Ingevolge artikel 24, eerste lid, van de Pbw kan de directeur een gedetineerde een ordemaatregel van plaatsing in afzondering opleggen voor ten hoogste twee weken.
De ordemaatregel duurt binnen de grenzen van de wet zolang als deze noodzakelijk is. Dit impliceert dat met een vooraf gegeven duur van de ordemaatregel niet is gezegd, dat deze ook zo lang zal (moeten) voortduren. Bovendien strekte de opgelegde
ordemaatregel ertoe klager af te zonderen in afwachting van zijn herselectie voor een normaal beveiligde inrichting en hoe lang die herselectie op zich laat wachten is vooraf niet te zeggen. Gelet hierop is de beroepscommissie van oordeel dat de
beslissing van de beklagcommissie voor wat betreft de duur van de ordemaatregel niet in stand kan blijven, nu deze geen steun vindt in het recht.
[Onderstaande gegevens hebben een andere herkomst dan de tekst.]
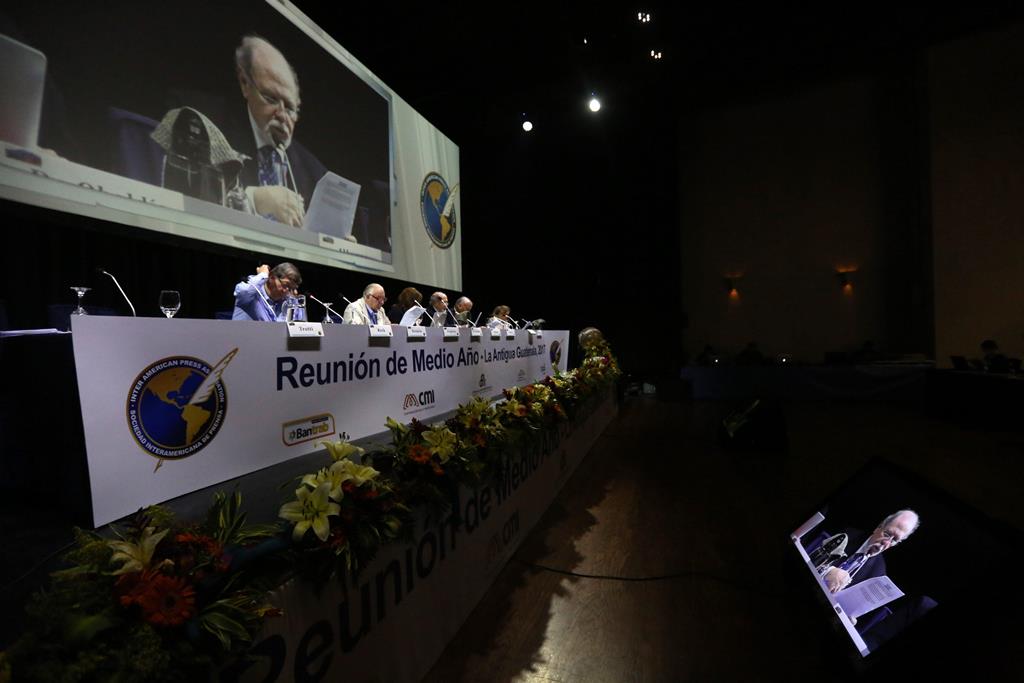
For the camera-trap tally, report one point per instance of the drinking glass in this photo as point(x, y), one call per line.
point(80, 291)
point(170, 301)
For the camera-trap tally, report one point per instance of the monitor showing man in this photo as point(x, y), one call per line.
point(369, 309)
point(866, 561)
point(282, 179)
point(263, 296)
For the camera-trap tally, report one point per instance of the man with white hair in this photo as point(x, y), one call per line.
point(282, 174)
point(369, 309)
point(866, 561)
point(463, 307)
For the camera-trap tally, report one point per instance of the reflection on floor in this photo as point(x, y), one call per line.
point(658, 500)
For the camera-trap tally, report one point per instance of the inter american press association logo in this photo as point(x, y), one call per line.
point(177, 404)
point(437, 209)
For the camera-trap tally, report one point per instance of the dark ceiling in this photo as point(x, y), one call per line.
point(474, 68)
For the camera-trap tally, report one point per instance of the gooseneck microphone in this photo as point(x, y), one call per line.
point(327, 306)
point(120, 290)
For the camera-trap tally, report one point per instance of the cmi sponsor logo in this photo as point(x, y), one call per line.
point(177, 404)
point(415, 402)
point(307, 429)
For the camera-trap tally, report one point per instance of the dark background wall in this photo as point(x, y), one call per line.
point(977, 142)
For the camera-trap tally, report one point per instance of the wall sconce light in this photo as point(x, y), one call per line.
point(845, 279)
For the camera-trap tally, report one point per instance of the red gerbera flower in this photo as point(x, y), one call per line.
point(419, 453)
point(167, 600)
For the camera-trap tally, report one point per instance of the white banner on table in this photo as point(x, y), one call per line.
point(170, 407)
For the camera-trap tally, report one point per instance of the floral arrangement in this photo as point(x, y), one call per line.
point(342, 514)
point(167, 601)
point(161, 601)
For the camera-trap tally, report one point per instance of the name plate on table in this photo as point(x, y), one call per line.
point(301, 329)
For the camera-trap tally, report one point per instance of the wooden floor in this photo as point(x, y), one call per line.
point(697, 539)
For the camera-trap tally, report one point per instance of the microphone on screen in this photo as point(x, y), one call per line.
point(119, 289)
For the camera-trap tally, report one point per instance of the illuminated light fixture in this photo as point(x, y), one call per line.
point(731, 283)
point(845, 279)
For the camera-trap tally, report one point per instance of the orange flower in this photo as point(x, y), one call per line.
point(419, 454)
point(166, 600)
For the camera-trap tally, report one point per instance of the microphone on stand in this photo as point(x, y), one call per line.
point(120, 290)
point(327, 306)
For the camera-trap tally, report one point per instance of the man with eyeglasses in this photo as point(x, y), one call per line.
point(282, 174)
point(262, 297)
point(866, 561)
point(440, 316)
point(369, 309)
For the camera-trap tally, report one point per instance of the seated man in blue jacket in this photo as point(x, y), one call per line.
point(262, 297)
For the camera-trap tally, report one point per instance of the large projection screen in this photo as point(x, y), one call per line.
point(138, 114)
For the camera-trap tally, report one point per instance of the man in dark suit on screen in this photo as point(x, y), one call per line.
point(282, 174)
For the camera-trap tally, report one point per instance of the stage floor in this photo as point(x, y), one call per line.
point(658, 496)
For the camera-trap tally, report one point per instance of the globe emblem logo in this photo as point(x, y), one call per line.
point(556, 352)
point(437, 208)
point(176, 406)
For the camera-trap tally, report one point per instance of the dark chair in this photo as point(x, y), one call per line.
point(135, 155)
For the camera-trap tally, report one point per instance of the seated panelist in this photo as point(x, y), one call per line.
point(262, 297)
point(369, 309)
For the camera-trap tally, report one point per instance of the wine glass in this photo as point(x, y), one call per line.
point(80, 291)
point(327, 313)
point(170, 301)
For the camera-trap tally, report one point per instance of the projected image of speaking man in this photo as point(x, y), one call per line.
point(282, 174)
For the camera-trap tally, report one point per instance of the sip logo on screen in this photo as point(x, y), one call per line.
point(177, 404)
point(555, 353)
point(437, 209)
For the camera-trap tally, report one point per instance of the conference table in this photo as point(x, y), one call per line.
point(144, 411)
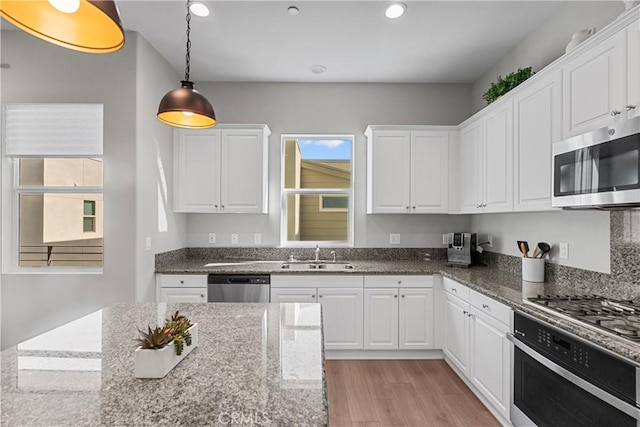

Het beroep van de directeur zal derhalve gegrond worden verklaard, de uitspraak van de beklagcommissie zal
in zoverre worden vernietigd en het beklag zal in zoverre alsnog ongegrond worden verklaard.
4. De uitspraak
De beroepscommissie verklaart het beroep gegrond, vernietigt in zoverre de uitspraak van de beklagcommissie en verklaart het beklag in zoverre alsnog ongegrond.
Aldus gegeven door de beroepscommissie voornoemd, bestaande uit mr. J.A.M. de Wit, voorzitter, J.G.A. van den Brand en mr. M.A.G. Rutten, leden, in tegenwoordigheid van
mr. L.S. Rietdijk, secretaris, op 28 december 2016.